Greg Mallyon has long been inspired by the aerial perspective of Australia from his many travels to the heart of the outback, seeing one of its (and the worlds) most ancient rivers The Finke. Sometimes a dry creek bed, sometimes a string of waterholes, or in times of rare rainfall, a raging torrent. This river is symbolic of the endless cycle of life on earth. Mallyon’s other river inspirations include, the historic Coopers Creek, the mighty Hawkesbury, Murray and Darling Rivers as well as Melbourne’s iconic Yarra.
The human fascination for observing and documenting the surrounding countryside from above has been dated back to the Neolithic period. Within Australia, ancient Aboriginals created imagined aerial images that depicted ancestral paths to watering holes and sacred sites – long before the invention of air travel. Europeans developed maps of whole continents of imagined aerial perspective, aided with mathematical calculations derived from surveys and astronomical relationships.

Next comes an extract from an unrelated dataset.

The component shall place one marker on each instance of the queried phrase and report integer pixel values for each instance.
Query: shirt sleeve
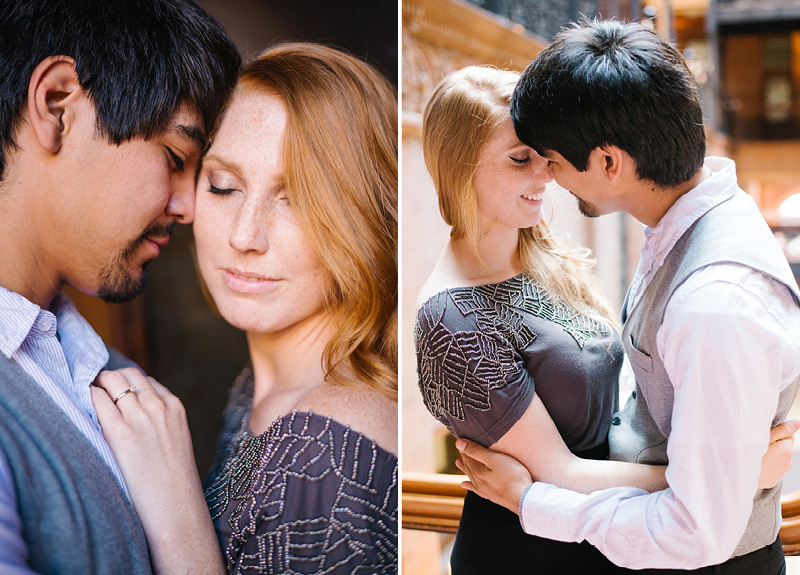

This exhibition focuses on the vital arterial heartbeat of any landscape – the river. Every river is part of a larger system - beginning with a water source such as rain or snowmelt from mountain tops or even underground springs. Each river morphs into tributary systems, floodplains, lakes, wetlands and normally river mouths that eventually feed back into the ocean. In the case of Australia, about half of rivers drain inland and often end in beautiful ephemeral salt lakes.
These river systems can bring life to the most arid places on the planet. They support flora, fauna and of course human life that couldn’t exist without their presence. In this exhibition Mallyon uses natural ochres and pigments to create richly textured paintings which not only chart and map terrain, but also tap into the essence of the land and highlight its hidden powers.